Dr. Larissa Williams, Woods Hole Oceanographic Institute
"The New Bedford Harbor Superfund Site: Politics, Pollution, Adaptation"
Abstract: New Bedford Harbor, located in Massachusetts, has been polluted since the growth in population during the mid 1800s where human waste was disposed of into the estuary. Following the demise of the textile industry in the early 1900s, the city of New Bedford recruited several electrical component manufacturers, who in turn polluted the Acushnet River estuary and adjoining harbor with polychlorinated biphenyls (PCBs). The abundance and persistence of the complex mix of contaminants placed New Bedford Harbor on the Superfund National Priority List (NPL) by the Environmental Protection Agency in 1983. The EPA manages the NPL as sites where known releases or threatened releases of hazardous substances, pollutants, or contaminants have occurred throughout the United States and its territories. The Superfund program is run through the US federal government to clean up the nation's uncontrolled hazardous waste sites. While most of the biotic life in New Bedford Harbor died as a result of chronic exposure to PCBs, an estuarine minnow, Fundulus heteroclitus, has persisted and is now adapted to living in the contaminated site. While the basis of adaptation for this species has been studied intensely for over 20 years, the exact mechanism(s) by which F. heteroclitus has been able to survive and thrive in such a harsh environment is not yet known. Genetic, molecular and cellular studies were conducted in order to start to understand the adaptation in this fish. Data suggest that rapid evolutionary change in F. heteroclitus has involved hundreds of loci throughout the genome, each contributing a small effect to the overall toxicant resistance phenotype.

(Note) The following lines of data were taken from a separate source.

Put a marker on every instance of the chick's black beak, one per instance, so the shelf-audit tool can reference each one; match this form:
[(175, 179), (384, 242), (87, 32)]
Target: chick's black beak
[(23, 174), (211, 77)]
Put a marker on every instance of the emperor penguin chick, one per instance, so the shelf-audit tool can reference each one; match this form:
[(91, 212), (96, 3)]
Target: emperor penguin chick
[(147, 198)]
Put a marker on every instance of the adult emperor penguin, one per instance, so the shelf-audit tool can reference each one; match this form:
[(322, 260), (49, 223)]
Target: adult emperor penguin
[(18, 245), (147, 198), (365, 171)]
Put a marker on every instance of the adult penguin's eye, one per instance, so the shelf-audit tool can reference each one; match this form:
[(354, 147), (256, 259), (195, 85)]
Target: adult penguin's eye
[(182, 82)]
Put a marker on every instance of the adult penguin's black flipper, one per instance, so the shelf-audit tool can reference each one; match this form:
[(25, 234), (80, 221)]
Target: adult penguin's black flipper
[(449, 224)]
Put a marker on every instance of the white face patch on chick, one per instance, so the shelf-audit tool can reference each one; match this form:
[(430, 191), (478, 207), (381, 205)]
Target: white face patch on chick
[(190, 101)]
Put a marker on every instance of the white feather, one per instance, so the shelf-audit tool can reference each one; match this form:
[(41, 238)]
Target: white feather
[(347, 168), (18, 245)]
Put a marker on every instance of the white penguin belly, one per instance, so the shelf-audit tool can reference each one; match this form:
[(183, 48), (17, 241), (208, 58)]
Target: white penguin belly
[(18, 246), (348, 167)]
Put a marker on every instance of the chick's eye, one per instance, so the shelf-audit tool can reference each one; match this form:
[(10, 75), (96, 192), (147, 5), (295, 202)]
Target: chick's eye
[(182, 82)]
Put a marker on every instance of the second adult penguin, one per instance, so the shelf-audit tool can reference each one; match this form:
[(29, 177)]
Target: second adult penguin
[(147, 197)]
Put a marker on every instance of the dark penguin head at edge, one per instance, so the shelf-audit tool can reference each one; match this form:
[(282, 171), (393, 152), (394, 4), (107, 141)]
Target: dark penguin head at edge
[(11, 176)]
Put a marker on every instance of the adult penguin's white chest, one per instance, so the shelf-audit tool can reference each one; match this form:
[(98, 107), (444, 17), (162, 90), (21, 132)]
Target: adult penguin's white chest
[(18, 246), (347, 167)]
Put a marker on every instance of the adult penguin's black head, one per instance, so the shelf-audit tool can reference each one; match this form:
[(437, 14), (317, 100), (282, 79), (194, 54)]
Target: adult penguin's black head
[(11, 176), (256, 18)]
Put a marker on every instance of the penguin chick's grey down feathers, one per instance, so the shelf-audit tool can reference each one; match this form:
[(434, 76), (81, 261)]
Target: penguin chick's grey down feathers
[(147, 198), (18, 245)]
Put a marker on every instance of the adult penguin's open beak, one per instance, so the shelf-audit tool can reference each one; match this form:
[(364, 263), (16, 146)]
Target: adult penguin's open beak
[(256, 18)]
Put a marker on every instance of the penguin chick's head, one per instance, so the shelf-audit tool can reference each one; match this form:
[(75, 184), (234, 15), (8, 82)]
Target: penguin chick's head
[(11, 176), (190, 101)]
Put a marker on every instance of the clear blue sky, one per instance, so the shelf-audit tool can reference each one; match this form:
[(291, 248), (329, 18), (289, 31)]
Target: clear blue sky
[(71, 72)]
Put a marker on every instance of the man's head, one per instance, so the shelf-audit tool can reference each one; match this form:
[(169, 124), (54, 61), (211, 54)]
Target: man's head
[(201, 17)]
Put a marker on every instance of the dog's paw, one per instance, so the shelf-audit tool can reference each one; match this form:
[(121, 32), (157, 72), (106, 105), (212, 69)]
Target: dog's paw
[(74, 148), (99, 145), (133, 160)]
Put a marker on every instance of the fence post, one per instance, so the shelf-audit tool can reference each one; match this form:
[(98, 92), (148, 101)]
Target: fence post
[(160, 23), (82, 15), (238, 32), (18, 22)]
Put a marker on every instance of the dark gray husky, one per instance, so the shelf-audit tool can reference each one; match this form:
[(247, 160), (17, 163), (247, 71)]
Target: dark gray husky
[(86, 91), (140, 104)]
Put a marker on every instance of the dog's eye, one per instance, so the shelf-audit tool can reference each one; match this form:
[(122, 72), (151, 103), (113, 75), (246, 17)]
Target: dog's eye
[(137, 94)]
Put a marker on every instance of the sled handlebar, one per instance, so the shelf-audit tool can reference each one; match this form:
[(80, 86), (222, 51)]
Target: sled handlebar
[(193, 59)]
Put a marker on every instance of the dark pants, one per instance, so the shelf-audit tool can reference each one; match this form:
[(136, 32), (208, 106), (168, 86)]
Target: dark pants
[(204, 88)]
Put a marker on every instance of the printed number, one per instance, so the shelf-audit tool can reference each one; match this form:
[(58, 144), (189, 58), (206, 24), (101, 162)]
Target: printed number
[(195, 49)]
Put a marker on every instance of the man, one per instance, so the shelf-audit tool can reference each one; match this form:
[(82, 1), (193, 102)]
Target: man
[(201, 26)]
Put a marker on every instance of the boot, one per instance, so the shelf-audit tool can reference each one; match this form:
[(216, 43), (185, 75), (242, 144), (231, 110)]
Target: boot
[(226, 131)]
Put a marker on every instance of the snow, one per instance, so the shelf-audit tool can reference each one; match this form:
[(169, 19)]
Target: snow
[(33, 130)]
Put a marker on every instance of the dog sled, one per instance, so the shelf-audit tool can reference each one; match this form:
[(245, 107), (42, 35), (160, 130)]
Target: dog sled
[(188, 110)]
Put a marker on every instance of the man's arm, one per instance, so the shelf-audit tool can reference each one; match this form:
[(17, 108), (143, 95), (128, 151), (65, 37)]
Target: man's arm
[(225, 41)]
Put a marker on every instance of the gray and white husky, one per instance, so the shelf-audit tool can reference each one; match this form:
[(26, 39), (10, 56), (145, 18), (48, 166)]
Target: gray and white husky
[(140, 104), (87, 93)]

Biography: A Vermont native, Dr. Larissa Williams graduated with a B.A. in Biological Sciences with highest honors and a minor in Marine Science from Smith College (Massachusetts) in 2005. She attended North Carolina State University for graduate school, and received her Ph.D. in Environmental Toxicology from the Department of Environmental and Molecular Toxicology in 2010. In her Ph.D., she studied how estuarine fish adapt to chronic pollution in the environment. She is currently a NIH-NRSA postdoctoral fellow at the Woods Hole Oceanographic Institution, focusing on the effects of toxicants in molecular signaling during development in fish.